This summer, my daughter grew an assortment of peppers, including cayenne peppers. This is the first time we have grown cayenne peppers, so we did not know what to expect. Turns out, the cayenne grew a lot of peppers and we picked quite a few in the latter part of the summer!!

We harvested the rest during Harvest Week. The green cayenne peppers are mildly spicy and the red cayenne peppers are quite spicy – but not nearly as spicy as the hot kitchen lemon peppers!

Since we have so many cayenne peppers, we decided to pick most of the red cayenne peppers for making dried cayenne pepper and the rest for this Cayenne Pepper Sauce which is a bit spicy, yet a bit sweet with a nice garlic flavor and so delicious!
Let’s get started!
After we sorted through the peppers, I rinsed the ones we are using for this sauce. We have an assortment of colors!

I started with the garlic and one kitchen lemon pepper that I minced up.

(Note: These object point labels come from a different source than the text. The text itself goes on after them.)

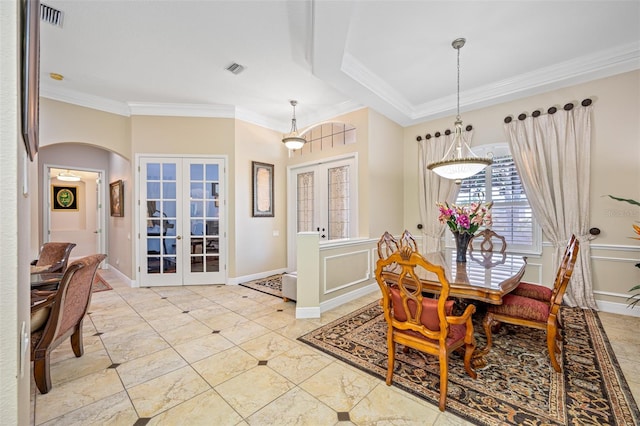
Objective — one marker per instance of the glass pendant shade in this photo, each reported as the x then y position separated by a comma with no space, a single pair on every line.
292,141
459,165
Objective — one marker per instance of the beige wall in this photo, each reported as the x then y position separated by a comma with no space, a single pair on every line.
257,248
385,180
615,161
63,122
120,244
15,232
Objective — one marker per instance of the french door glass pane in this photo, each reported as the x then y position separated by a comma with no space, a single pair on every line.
305,188
204,216
338,189
161,218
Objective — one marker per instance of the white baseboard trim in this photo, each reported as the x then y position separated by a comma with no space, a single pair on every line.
121,276
307,312
346,298
251,277
618,308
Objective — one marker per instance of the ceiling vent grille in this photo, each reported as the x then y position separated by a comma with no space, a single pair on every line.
235,68
51,15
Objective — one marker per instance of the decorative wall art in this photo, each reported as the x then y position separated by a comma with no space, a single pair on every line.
116,198
262,189
64,198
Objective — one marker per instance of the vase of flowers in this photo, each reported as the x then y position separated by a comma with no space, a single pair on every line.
464,222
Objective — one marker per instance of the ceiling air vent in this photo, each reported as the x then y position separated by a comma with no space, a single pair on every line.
235,68
51,15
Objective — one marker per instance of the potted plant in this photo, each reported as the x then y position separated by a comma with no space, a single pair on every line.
634,298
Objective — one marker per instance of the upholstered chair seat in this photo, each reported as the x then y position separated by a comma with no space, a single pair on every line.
53,257
415,321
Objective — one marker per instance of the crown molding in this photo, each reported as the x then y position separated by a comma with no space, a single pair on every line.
82,99
602,64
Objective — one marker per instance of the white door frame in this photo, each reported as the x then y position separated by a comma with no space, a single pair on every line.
46,203
223,232
292,205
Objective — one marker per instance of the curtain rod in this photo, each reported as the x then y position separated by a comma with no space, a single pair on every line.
438,134
552,110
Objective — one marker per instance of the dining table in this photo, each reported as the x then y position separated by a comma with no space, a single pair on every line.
485,277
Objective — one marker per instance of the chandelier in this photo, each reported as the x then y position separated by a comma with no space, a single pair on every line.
293,141
459,162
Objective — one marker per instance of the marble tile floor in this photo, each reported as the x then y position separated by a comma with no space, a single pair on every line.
228,355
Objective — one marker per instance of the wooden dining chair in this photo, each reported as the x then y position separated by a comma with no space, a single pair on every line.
67,311
524,311
421,323
538,291
53,257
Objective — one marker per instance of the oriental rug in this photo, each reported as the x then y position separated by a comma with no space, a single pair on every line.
517,387
270,285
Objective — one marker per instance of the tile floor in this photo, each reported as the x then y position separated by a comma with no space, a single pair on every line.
228,355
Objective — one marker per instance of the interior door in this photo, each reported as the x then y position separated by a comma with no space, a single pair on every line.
181,221
325,199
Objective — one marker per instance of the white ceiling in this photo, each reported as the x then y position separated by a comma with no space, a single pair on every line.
169,57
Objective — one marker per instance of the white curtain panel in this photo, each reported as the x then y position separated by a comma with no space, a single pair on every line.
552,155
433,188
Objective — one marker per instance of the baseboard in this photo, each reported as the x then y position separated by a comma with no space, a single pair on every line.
251,277
307,313
618,308
348,297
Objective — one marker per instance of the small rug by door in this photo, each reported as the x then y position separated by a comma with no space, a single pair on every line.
518,386
99,284
270,285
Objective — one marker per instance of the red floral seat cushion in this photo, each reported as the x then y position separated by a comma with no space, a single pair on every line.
522,307
534,291
429,316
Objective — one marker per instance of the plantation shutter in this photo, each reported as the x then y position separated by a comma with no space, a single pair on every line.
511,212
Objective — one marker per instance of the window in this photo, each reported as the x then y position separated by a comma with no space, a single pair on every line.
512,214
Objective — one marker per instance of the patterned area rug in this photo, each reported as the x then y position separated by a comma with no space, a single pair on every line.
518,386
270,285
99,284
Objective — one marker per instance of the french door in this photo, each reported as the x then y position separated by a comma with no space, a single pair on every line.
182,221
324,197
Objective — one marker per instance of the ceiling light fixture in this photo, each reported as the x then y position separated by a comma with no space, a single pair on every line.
68,176
292,140
455,164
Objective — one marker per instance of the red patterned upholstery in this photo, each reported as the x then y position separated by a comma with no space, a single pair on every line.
429,317
529,312
533,291
53,257
522,307
418,322
65,319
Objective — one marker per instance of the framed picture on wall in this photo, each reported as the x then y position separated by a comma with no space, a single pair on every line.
116,198
262,189
64,198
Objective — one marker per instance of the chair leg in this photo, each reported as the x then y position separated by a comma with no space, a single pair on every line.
552,347
468,356
487,324
42,374
76,340
391,358
444,380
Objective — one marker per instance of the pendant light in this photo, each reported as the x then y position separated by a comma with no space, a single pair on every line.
292,140
459,162
68,177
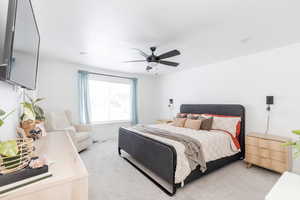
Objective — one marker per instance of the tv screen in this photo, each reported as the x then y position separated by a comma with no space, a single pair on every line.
21,44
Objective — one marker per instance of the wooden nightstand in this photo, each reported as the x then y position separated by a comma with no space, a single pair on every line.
163,121
267,151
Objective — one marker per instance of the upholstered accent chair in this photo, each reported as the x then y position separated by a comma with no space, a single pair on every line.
81,134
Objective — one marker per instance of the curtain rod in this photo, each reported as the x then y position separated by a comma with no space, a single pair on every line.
115,76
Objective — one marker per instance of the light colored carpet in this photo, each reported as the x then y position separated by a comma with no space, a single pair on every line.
112,178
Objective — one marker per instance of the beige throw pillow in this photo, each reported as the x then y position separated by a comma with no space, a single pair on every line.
193,124
179,122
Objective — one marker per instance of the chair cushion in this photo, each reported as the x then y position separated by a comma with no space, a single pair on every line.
81,136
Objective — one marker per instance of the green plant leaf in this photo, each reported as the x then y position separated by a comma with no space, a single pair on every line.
297,132
30,99
9,148
38,100
2,112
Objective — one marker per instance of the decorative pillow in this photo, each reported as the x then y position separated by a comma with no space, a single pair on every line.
181,115
193,116
193,124
206,123
179,122
230,124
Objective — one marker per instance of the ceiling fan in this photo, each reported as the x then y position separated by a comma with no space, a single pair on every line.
154,60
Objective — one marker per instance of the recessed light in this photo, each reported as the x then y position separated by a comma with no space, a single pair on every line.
246,39
82,52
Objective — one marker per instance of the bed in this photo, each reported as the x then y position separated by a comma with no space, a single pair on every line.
161,157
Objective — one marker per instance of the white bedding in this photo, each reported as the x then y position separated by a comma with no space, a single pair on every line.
215,144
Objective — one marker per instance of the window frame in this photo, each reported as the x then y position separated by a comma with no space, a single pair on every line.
112,79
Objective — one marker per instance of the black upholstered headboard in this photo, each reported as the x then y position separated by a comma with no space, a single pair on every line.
220,109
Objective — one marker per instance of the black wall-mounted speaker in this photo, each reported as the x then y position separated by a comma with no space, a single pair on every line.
270,100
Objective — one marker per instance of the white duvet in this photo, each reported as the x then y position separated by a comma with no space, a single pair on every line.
215,144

I wore gloves, and sliced the ends off and then sliced the peppers small.

I had just over 4 cups of whole peppers which yielded the one cup of sliced peppers that we needed!

Add the peppers to the garlic.

It’s time to add the brine to the peppers. Add vinegar. We are using half rice vinegar and half pickling vinegar.

Add sugar.

Add water.

Next we are adding 2 tablespoons of pickling salt.

Stir well. Bring to a boil.

Once boiling, simmer for 10 minutes.

Mix 1/4 cup cornstarch to 1/4 cup water and stir well. While stirring the pepper mixture, add cornstarch slurry. Stirring while pouring will help so you do not get clumps.

Cook 5 minutes or until slightly thickened. Remove from heat.

Pour into prepared jars.

We got some tiny 125ml jars – I filled 8 of them.

And the rest we poured into 250ml/half pint jars which I ended up with 4.

Wipe rims, place seals and rings on just finger tight, and place in water bath canning pot. Process 20 minutes. Carefully remove and let cool completely. Any jars not sealed will need to be stored in the fridge.



Cayenne Pepper Sauce
4 to 5 large cloves minced garlic
1 cup sliced cayenne peppers
1-1/2 cups vinegar – we used 3/4 cup rice vinegar and 3/4 cup pickling vinegar
3/4 cup sugar
4 cups water
2 tbsp pickling salt
1/4 cup cornstarch mixed in 1/4 cup water
To a large pot, add garlic and sliced cayenne peppers. Add vinegar, sugar, water and pickling salt. Stir well. Bring to a boil. Once boiling, simmer for 10 minutes. Pour cornstarch slurry into pepper mixture while stirring to avoid lumps. Cook 5 minutes or until slightly thickened. Remove from heat. Pour into prepared jars. Wipe rims, place on seals and rings and place in water bath canning pot. Process 20 minutes. Carefully remove and let cool completely. Any jars not sealed will need to be stored in the fridge.